Definition: If we include fixed effects in our regression model, we are controlling for every single fixed characteristic of every single member of our sample, including characteristics for which we don’t even have data.
Example: (Waldfogel 1997) This paper is trying to answer the question: Does having children affect the wages of women in the United States? If women with lower motivation to succeed in the labor market are more likely to have children and less likely to have high earnings, then this unobserved heterogeneity might explain the observed negative relationship of wages and having children. The author controls for this heterogeneity via fixed effects and first-differences models.
Definition: Assume that we want to measure the effect of some policy “treatment,” but that people aren’t randomly assigned to this treatment. We could address selection bias by accounting for observed characteristics that are part of the “selection process” via stratification or multiple regression or use same set of variables to model the selection process explicitly, which is the approach taken by propensity score matching.

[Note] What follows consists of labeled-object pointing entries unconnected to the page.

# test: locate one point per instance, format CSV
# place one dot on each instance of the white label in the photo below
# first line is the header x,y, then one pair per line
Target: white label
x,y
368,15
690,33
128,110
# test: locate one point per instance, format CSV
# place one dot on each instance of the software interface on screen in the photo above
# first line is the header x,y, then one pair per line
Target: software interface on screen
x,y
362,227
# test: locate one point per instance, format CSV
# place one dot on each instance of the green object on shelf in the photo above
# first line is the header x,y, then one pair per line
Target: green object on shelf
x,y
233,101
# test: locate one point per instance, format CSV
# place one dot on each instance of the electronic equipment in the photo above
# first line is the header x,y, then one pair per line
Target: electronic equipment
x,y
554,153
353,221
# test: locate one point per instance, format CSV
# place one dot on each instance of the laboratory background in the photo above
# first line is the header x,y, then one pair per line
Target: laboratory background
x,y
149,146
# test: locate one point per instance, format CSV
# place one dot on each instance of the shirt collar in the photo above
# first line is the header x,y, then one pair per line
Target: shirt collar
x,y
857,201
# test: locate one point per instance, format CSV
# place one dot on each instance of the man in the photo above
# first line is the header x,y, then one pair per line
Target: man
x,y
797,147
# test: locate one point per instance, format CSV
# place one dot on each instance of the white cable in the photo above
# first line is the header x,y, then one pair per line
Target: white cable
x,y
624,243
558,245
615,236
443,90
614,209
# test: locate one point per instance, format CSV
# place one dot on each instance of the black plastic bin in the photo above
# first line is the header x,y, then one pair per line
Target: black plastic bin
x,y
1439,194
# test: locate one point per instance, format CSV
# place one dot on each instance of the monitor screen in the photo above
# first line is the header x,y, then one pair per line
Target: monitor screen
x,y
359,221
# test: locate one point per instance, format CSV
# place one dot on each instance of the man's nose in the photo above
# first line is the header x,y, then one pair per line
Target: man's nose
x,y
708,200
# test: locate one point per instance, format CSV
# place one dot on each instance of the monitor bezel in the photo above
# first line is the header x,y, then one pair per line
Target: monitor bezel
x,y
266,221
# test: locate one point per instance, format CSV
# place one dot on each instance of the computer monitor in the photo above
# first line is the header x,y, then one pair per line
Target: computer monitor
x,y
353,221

Example: (Harding 2003) This paper is trying to explore the effect of growing up in a high-poverty neighborhood on the probability of dropping out of high school or of experiencing a teenage pregnancy. Author uses propensity score to match each treated subject with one or more control subjects such that the treated subjects are, on average, identical to the control subjects on observable characteristics prior to treatment, and then compares individuals growing up in poor and nonpoor neighborhoods (treatment and comparison groups), who are otherwise identical on observable characteristics.

In conclusion, causal inference is a fundamental concept in research and is critical for making informed decisions in fields such as medicine, economics, and public policy. To establish causality, researchers can use both experimental and observational methods.
While experimental methods are considered the gold standard for establishing causality, they may not always be feasible or ethical.
Observational methods can be a valuable alternative, but they have limitations and cannot establish causality with the same degree of certainty as experimental methods.